Quantum superposition has long been the hallmark of weirdness in physics. A particle is not here or there, but both. A cat is not alive or dead, but entangled with both outcomes. From the perspective of relational cosmology, these paradoxes become invitations: not to puzzle over what is “really there,” but to ask what is meaningful—and when.
Let’s reframe.
Superposition as Potential Meaning
In our model, a quantum superposition is not a ghostly coexistence of states, but a structured field of potential meaning. It is not that the electron is in multiple places, but that multiple construals are available to be actualised.
The wavefunction encodes these alternatives—not as a set of secret facts waiting to be revealed, but as an array of meanings that have not yet been instantiated. Just as the possibilities of a poem reside in its unread lines, the possibilities of a particle reside in its unconstrued potential.
Until a meaner instantiates a meaning, the system remains in potential: unmeant, and thus undetermined.
Indeterminacy Is Not Vagueness
This is a crucial point. Indeterminacy is often conflated with ambiguity or lack of knowledge. But in a relational cosmology:
Indeterminacy is the structured absence of instantiation.
It is not that we don’t know where the particle is—it is that it is not anywhere until its location is actualised through meaning. Space and time are dimensions of meaning instances. Without instantiation, they do not apply.
In this view, superposition is a coherent system of structured potential, and collapse is the act of construal that selects one meaning to be instantiated—an unfolding through time of what was previously a silent chord.

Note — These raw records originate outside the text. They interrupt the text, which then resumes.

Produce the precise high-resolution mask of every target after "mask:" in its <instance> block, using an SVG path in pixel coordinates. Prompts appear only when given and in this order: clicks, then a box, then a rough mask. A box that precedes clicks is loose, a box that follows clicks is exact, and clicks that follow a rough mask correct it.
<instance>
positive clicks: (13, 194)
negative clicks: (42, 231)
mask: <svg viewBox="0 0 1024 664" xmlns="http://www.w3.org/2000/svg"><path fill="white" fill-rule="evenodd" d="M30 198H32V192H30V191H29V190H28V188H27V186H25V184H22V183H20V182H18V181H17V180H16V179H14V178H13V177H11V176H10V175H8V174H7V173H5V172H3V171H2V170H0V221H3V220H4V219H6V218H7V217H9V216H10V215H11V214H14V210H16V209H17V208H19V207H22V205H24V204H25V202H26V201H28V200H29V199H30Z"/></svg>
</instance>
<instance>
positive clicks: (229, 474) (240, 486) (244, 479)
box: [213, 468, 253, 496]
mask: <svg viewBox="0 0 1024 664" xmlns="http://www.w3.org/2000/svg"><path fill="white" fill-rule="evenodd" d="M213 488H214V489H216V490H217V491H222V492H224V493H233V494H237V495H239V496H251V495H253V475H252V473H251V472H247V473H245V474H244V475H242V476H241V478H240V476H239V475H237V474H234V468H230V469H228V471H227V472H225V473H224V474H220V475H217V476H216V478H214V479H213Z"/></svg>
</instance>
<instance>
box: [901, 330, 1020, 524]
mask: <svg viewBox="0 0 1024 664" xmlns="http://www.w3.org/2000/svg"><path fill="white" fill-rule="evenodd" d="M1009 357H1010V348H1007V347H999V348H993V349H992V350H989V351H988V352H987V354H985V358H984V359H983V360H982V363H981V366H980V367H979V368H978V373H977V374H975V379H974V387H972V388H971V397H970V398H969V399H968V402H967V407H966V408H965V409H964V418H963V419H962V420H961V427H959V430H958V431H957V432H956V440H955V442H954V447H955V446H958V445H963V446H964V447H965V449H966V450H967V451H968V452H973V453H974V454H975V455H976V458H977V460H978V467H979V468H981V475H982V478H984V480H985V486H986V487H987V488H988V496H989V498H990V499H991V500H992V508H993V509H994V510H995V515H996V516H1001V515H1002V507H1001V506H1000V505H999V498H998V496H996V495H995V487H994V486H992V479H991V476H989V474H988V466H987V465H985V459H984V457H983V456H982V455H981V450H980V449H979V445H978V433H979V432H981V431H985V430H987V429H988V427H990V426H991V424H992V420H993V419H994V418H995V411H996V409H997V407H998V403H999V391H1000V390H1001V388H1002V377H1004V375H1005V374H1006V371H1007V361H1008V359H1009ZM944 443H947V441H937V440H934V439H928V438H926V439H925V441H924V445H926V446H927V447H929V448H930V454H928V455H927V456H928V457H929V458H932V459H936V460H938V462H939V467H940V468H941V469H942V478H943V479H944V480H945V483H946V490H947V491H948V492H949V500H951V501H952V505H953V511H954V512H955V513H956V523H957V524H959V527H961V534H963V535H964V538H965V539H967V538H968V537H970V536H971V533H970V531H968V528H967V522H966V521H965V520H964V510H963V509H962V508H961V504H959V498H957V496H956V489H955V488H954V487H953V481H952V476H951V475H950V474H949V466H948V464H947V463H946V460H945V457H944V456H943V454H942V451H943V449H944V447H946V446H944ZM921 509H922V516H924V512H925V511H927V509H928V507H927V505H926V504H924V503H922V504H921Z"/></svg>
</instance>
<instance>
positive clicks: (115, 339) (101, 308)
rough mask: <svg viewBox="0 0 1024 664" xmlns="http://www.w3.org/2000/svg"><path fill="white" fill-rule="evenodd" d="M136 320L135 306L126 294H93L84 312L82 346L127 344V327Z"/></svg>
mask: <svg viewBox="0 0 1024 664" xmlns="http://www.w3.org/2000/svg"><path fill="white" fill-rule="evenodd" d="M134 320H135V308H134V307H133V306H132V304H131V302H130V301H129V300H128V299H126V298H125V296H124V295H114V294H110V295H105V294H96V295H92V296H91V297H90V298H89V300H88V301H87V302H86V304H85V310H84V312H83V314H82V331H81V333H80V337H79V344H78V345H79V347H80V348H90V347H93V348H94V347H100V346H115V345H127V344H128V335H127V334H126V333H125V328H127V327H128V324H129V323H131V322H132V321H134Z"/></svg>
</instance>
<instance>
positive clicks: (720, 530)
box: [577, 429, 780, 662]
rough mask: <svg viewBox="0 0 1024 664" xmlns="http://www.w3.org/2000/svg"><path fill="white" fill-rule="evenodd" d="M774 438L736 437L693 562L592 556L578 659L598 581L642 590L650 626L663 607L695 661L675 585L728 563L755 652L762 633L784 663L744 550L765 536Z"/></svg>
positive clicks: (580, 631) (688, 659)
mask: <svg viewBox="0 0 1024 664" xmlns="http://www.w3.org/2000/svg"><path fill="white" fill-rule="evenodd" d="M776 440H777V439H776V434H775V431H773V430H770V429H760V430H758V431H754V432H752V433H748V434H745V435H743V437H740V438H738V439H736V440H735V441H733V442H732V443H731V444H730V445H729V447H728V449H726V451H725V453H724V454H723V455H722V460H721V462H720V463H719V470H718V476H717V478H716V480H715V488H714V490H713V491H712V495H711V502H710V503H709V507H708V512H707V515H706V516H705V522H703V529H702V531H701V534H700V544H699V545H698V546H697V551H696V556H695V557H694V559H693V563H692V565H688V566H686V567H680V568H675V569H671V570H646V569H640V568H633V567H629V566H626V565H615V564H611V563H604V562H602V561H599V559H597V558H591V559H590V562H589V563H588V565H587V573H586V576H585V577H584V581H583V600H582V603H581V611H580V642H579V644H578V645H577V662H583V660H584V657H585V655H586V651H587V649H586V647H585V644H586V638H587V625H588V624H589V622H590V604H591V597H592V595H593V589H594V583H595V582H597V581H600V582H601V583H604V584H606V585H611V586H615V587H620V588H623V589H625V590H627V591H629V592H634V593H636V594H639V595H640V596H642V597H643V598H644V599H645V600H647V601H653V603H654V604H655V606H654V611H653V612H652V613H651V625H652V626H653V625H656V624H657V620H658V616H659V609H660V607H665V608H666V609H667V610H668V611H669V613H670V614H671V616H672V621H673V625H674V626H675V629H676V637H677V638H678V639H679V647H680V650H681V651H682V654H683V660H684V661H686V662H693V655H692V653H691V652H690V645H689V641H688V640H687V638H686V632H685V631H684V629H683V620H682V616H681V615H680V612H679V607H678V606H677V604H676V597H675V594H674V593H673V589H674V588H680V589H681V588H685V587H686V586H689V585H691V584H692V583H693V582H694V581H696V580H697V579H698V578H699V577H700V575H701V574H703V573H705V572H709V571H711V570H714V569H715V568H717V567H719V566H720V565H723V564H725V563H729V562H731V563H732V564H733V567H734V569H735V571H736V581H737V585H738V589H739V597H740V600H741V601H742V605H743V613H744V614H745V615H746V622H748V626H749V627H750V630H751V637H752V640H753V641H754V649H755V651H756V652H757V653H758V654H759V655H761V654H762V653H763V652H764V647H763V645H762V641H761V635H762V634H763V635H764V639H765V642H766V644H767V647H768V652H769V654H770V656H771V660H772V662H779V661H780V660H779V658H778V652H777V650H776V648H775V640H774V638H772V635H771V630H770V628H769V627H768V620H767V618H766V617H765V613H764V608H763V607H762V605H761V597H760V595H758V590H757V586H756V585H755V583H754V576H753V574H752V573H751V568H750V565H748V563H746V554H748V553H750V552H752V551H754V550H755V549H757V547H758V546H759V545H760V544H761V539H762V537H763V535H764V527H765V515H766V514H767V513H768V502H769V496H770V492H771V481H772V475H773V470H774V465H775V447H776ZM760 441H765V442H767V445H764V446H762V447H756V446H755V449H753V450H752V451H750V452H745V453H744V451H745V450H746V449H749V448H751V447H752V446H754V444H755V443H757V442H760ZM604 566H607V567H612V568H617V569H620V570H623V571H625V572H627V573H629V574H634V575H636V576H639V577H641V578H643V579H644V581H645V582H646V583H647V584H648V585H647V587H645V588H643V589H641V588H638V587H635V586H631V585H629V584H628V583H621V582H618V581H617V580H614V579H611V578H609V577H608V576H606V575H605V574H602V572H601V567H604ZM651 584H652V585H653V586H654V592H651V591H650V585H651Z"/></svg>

The Meaner Makes the Difference
So, what collapses the wavefunction?
Not measurement in the abstract. Not instruments alone. It is the meaner—the being who construes an observation as meaningful—that actualises one meaning from the array. The cat is not dead or alive until that meaning is brought forth by construal. And once it is, the alternatives are no longer meaningful. They are not “real but hidden”—they are no longer potential at all.
This is not the solipsism of Berkeley, nor the divine voyeurism of a cosmic observer. It is a participatory ontology in which reality emerges in relation—not from a thing being looked at, but from a meaning being made.
Schrodinger’s Poetry
What, then, are we to make of a superposed system?
It is not a muddle, but a poised multiplicity. A quantum system in superposition is like a poem that has not yet been read aloud. It contains all its cadences, metaphors, and turns of phrase—but none of them have yet been sung. There is structure, yes. But no voice yet.
The cat’s box, in this reading, is not a tomb or cradle. It is a page of unwritten story—until a meaner opens it.
Closing Reflection
Superposition is not an artefact of strangeness. It is a mark of potential. Indeterminacy is not a failure of knowledge, but a sign that meaning has not yet been made.
In a relational cosmos, the world is not a set of fixed facts, waiting to be revealed, but a vast and shifting potential for construal. A poem in a thousand drafts.
And when a meaner finally reads the lines?
The universe unfolds—not as fact, but as meaning.